# Revólver de 6-Vías



## Tangolover

Hello everyone, I'm new to the forum, but I always read the forum posts looking for help.

I'm trying to translate an electrical drawing in AutoCad. The term: Revolver keeps coming up.  It is some sort of electrical connection...

Can anyone help?  The terms I need are: Revólver and Revólver de 6 vías.  I'm going crazy trying to find this term out!!!

Thank you guys!


----------



## k-in-sc

Welcome to the forum!
Six-way node socket? Six-way relay?
Does it move?
What kind of equipment is this?


----------



## Tangolover

Let me check the drawings and I'll get back to you tomorrow... Gee, thanks so much.  I really appreciate your help!


----------



## Tangolover

Hi again, k-in-sc:

The title of the drawing is: 
*
Automatic Feeding Systems, Electrical Drawings Power and Control for 4 feeding lines with 8 Silos. *

The drawing is all about Frequency Variators, Sluice Valves, Distributor Valves, _Revólveres_ and _Revólveres de 6 Vías._

I'm stuck on the whole "Revólver and Revólveres" thing.  I'd really appreciate any help.


----------



## Tangolover

More info: Revolver is used in a drawing regarding CLP digital Outlets. 

I've uploaded a picture of the drawing here:

http://www.delcantosolutions.mtz.cl/misc/revolver.jpg

I think it may be a 6-way node socket as you had said?


----------



## k-in-sc

I really have no idea! I was just throwing that out there.
The only thing I can think of is to search for descriptions of this or a similar system in English and extrapolate.
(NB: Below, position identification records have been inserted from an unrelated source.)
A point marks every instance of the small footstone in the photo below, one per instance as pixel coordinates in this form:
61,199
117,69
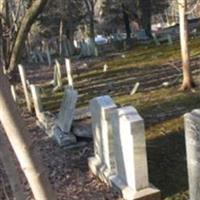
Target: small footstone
63,139
82,130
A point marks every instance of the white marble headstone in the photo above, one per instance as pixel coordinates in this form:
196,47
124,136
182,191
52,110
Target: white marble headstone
130,154
102,164
67,109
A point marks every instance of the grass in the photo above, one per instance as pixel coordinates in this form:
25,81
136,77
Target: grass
161,108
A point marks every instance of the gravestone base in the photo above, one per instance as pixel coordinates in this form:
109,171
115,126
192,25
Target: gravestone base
149,193
63,139
100,170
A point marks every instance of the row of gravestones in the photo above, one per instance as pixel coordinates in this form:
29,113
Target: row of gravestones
120,150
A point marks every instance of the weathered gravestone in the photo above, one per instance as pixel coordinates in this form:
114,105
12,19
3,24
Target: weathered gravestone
61,131
102,164
130,154
192,139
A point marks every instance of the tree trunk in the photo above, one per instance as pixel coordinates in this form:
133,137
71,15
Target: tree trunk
27,21
187,83
20,141
7,158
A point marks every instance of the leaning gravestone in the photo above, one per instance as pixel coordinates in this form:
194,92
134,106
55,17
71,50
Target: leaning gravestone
192,139
130,154
102,164
61,131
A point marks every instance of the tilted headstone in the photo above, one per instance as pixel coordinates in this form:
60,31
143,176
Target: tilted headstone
103,163
35,91
192,139
69,72
67,109
130,154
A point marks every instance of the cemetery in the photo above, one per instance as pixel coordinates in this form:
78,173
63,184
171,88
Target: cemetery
111,115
What is the material being fed?
Are you sure about "válvulas dosificadoras" as "distributor valves" and not metering valves, measuring valves, proportioning valves, etc.?
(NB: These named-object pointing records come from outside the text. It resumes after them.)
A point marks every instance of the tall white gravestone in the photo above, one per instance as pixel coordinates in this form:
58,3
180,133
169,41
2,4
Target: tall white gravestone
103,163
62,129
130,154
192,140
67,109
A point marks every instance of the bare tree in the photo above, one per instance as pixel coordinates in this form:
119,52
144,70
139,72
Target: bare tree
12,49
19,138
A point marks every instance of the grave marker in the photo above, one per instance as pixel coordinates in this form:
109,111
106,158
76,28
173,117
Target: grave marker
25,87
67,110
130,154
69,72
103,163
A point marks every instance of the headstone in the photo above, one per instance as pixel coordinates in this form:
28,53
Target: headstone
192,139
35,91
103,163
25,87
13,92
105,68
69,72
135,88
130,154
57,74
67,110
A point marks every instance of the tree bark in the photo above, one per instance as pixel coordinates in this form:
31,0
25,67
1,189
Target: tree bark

P.S. I asked vicdark to take a look when he can. He knows a lot about this stuff.


----------



## Tangolover

I have not translated any of that.  The drawing you see is what has been given me.  Valv. Dist. is one term I have not touched at all.  I'm guessing it means "Válvulas Distribuidoras".  In English, Distributor Valves.   Válvulas Dosificadoras: Doser or Dosage Valves (typically what they use in Chile when translating)... But that's the least of my worries.  My main concern is Revólver...

From what I've been reading about what a node socket is, that translation might fit.

I really have no other information... just the drawing image I posted. 

Worst part is "Revólveres" seems to be a term used mainly in Chile.  Not standard use at all.


----------



## Tangolover

Oh I almost forgot (where are my manners?) thanks so  much anyway!  I believe you have got the term right...


----------



## k-in-sc

Oops, sorry, got the valve names mixed up 
OK, well, good luck! Sorry I can't tell you for sure!
If you have time, you might e-mail somebody at the company who has dealt with the English equivalents of this stuff.  
If you decide to translate it as something else, please post back, for posterity.


----------



## Tangolover

Ok!!!  Will post back when I know something... =)


----------



## mora

It simply means 'return'. It is probably the electrical feed for return  valves or controls for whatever is 'returning'. The opposite in this context is the  distribution. Something is distributed, does whatever it does , then it  is returned. If you check the DRAE, you will see that this is one of the many meanings of 'revólver'. 
_Revólveres_ = returns or return lines
_Revólveres de 6 Vías._ = 6 returns or 6 return lines


----------



## k-in-sc

That makes sense. Thanks mora!
(At least when you spend a lot of time trying to figure out something that turns out to be obvious, you tend not to forget it as easily ... XD)


----------



## Tangolover

Thank you Mora!

You were such a big help.

Also, today the owner of these drawings emailed me and said that the translation he has always used for "Revólveres" is : Selector Valve.

I quote his email: 



> "_Revólveres_ are selector valves that allow steering one input to multiple outputs.  They are normally called selector valves."



So we now have two translations for this term, which is great, I will add them both to my glossary.

Thank you guys so much for the time and patience.


----------



## k-in-sc

Thanks for following up! Good luck on the translation!


----------